London's Unique Challenges

However, industry observers noted that London has specific problems that made it difficult for the company and its rivals to succeed.

  • Patchwork Policies: With numerous local councils, car-club operators face a mosaic of different procedures and prices that made it harder.
  • New Costs: The closure coincides with electric cars start paying London’s congestion charge, adding unavoidable costs.
  • Parking Permit Disparity: Residents in some boroughs pay just £63 for a annual electric car parking permit. A floating car club would pay over £1,100 per year, creating a major disincentive.

“We should literally be charged one-twentieth of a resident’s permit,” said Robert Schopen of Co Wheels. “We’re taking cars off the street. We’re putting less polluting cars in their place.”

Lessons from Abroad

Other European countries offer examples for London to follow. Germany enacted national car-sharing legislation in 2017, providing a unified system for parking, support and exemptions. Now, the country has several shared cars per 10,000 people, while France has 2.1 and Belgium has 6.3. The UK trails at 0.7.

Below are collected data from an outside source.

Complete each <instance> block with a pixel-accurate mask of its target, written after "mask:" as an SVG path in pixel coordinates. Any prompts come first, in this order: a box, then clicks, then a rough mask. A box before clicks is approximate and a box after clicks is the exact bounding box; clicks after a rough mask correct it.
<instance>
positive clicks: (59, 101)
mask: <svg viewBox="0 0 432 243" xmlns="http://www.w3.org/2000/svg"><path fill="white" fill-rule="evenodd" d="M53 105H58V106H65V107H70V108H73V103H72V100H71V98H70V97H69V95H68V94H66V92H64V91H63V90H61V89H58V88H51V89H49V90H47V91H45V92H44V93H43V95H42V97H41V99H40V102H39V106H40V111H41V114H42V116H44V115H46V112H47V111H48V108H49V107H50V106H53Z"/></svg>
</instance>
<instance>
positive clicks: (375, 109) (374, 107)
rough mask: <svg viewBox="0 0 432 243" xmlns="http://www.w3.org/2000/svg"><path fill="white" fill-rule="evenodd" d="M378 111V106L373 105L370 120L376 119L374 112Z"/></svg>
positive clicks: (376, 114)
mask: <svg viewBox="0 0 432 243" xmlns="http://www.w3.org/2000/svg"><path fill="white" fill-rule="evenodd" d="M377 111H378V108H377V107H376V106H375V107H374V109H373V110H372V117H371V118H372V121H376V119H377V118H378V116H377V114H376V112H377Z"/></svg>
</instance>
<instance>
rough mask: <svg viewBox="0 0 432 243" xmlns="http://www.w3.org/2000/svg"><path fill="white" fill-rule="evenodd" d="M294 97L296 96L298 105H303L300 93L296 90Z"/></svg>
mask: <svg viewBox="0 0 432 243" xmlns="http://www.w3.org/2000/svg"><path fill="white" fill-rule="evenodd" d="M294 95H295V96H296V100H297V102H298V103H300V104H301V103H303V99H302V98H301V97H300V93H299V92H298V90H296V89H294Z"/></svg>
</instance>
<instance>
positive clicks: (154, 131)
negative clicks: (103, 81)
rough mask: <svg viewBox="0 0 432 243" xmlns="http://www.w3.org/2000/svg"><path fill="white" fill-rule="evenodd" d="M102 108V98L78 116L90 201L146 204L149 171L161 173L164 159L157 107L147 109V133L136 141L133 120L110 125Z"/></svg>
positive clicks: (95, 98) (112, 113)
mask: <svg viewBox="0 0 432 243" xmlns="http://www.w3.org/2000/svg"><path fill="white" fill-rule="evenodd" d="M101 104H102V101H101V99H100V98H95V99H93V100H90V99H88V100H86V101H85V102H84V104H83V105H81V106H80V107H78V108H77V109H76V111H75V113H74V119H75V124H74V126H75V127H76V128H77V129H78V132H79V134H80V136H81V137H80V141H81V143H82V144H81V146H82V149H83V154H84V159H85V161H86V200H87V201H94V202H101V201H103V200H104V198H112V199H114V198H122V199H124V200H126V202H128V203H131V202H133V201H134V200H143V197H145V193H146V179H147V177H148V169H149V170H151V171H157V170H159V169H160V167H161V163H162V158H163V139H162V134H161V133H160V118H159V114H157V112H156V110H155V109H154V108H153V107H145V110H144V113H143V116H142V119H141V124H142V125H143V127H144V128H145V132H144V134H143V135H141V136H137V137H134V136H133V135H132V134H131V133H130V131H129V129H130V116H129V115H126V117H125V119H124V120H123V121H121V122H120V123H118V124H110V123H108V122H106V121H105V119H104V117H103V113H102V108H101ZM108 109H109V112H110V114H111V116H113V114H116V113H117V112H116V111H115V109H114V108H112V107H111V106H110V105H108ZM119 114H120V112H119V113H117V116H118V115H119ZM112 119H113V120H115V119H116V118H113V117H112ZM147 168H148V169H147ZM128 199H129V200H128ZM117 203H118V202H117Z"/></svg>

“The evidence shows is that car sharing around the world, particularly on the continent, is growing,” said Bharath Devanathan of Invers.

He suggested authorities should start to treat car sharing as a form of mass transit, and integrate it with train and bus stations. He added that one unnamed client was looking at entering the London market: “Operators will fill this gap.”

The Future Landscape

The company’s competitors can be split into two camps:

  1. Fleet Operators: Which own or lease their own cars. Examples Denmark’s GreenMobility, France’s Free2Move, and Germany’s Miles Mobility.
  2. Person-to-Person Rentals: Which allow users to hire out their own vehicles via an app – similar to Airbnb for cars. Players include Britain’s Hiyacar and the US’s Getaround and Turo.

Turo, a US-headquartered P2P service, is already weighing up the UK gap. Rory Brimmer, its UK managing director, said there was a “big opportunity” to win more users. “There is a void that is going to need to be filled, because London still needs to move,” Brimmer said.

However, it could take some time for other players to establish themselves. In the meantime, more people may feel forced to buy cars, and others across London will be left without access.

For Rotherhithe community kitchen, the coming weeks will be a rush to find a solution. The logistical challenge caused by Zipcar’s exit highlights the wider implications of its departure on vital services and the future of shared mobility in the UK.

Jessica Hanson
Jessica Hanson

Lena is an environmental scientist passionate about sustainable energy solutions and green living.